Während ihres Vortrages wagte sich ein zweijähriger Junge namens Max leise ganz nahe ans Klavier heran und zauberte ein Lächeln auf die vielen Gesichter im Lichterglanz. Ferner flog ein Schwarm Wildgänse geräuschvoll über den singenden Chor hinweg, der sich jedoch nicht aus der Ruhe bringen ließ.

Vollmundig übernahm der gastgebende MGV „Lätitia” die musikalische Ablösung mit dem Lied „Es ist für uns eine Zeit angekommen”, den Taktstock schwang Ralph Over. Wieder hatten die Herren die Solistin Verena Günther in ihr Repertoire integriert. „Süßer die Glocken nie klingen”, hieß das nächste gemeinschaftlich gesungene Weihnachtslied.

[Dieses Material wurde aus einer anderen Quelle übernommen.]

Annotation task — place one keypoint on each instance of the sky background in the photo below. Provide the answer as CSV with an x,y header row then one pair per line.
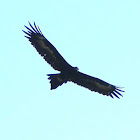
x,y
101,38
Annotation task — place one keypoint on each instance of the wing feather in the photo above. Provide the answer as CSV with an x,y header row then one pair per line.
x,y
45,48
97,85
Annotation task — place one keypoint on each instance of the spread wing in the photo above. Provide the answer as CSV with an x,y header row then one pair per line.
x,y
45,48
97,85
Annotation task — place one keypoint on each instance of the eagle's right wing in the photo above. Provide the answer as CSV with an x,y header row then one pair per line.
x,y
95,84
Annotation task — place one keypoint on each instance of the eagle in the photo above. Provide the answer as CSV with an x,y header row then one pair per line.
x,y
67,73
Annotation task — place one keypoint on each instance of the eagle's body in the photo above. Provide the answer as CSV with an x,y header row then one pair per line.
x,y
67,72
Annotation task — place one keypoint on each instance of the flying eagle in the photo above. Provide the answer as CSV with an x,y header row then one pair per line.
x,y
67,72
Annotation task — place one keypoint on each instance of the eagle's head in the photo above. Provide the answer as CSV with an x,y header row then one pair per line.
x,y
76,68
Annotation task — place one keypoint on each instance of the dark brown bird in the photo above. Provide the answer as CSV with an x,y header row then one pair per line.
x,y
67,72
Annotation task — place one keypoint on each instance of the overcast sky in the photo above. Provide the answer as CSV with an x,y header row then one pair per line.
x,y
101,38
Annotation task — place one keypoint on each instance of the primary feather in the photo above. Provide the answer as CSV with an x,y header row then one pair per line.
x,y
67,72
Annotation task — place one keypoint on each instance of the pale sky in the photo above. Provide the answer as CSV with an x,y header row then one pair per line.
x,y
101,38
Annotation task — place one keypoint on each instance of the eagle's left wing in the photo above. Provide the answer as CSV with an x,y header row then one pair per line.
x,y
95,84
46,49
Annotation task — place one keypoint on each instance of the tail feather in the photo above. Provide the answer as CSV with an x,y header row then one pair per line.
x,y
56,80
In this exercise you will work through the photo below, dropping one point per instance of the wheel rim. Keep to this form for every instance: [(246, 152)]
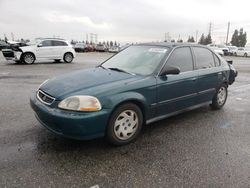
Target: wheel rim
[(126, 124), (29, 59), (221, 96), (68, 57)]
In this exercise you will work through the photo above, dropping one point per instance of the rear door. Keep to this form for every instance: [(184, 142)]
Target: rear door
[(209, 74), (59, 48), (44, 49), (177, 92)]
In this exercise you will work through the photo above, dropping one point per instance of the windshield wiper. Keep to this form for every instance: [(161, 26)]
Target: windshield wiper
[(120, 70), (101, 66)]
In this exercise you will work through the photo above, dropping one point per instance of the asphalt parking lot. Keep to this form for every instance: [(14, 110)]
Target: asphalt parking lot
[(200, 148)]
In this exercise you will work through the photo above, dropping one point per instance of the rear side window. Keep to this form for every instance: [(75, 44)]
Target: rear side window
[(59, 43), (216, 61), (204, 58), (46, 43), (181, 58)]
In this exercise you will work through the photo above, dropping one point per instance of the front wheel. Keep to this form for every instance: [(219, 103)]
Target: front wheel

Erneut erfreute der jugendliche Stefan Jansen im Anschluss die gemütlich verweilende Gemeinschaft mit seinen Trompetenklängen.

Unter dem Titel „Weihnachten special” brachte die in London geborene Hasselsweilerin Christa Dohmen ihr modernes Weihnachtsliedrepertoire zu Gehör. Stille senkte sich über die Nacht, bevor der Weihnachtsnachklang bei Speis und Glühwein in einen ausgiebigen Jahresausklang einmündete.